Rare vogel…of een interessante krachtpatser?
De meeste mensen denken bij de naam Florida aan palmenstranden en pretparken. Maar er is meer! De panhandle bijvoorbeeld. Het horizontaal-uitstekende deel, dat bijna reikt tot New Orleans. Na zes uur rijden vanuit central Florida kom ik in het plaatsje Blountstown aan, en vlak daarna bij Calhoun Regional Airport. Een veld zoals er duizenden in de VS zijn. Twintig hangars, een onderhoudsbedrijf en een groot vat vol goedkope Avgas.
Waarom ik dit vliegveldje heb opgezocht? Ik ben al een tijdje gefascineerd geraakt door een project dat hier nèt tot een goed einde gebracht is. Een Cessna T-41B Mescalero. Nauw verwant aan ‘onze’ Cessna O-2. U weet wel, die van de Stichting Postbellum. Engine-wise, that is. Want al lijkt de Mescalero op het eerste gezicht een gewone C-172 van Vliegschool Jansen, firewall forward is het andere koek. Een beul van een 210-pk IO-360, met een joekel van een verstelbare prop.

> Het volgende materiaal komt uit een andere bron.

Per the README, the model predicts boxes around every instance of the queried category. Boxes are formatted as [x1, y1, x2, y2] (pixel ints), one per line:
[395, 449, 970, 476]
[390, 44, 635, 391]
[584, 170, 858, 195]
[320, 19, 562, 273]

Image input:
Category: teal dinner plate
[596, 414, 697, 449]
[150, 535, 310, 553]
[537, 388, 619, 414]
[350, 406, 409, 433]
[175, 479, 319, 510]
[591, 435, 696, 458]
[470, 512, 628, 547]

Exact dezelfde waar de O-2 er twee van heeft…
Stol kit
“Hoho, is nog wel meer anders aan dit toestel!”, vertelt de eigenaar en restaurateur Steven Dunn. Ik heb de man nauwelijks een hand gegeven, of hij begint een monoloog over het toestel die een uur zal aanhouden. Steve weet er werkelijk àlles van. “Kijk eens naar de leading edge! Een STOL-kit. Heeft de DEA aangebracht. Hij heeft een soort richel aan de voorzijde. Extra camber.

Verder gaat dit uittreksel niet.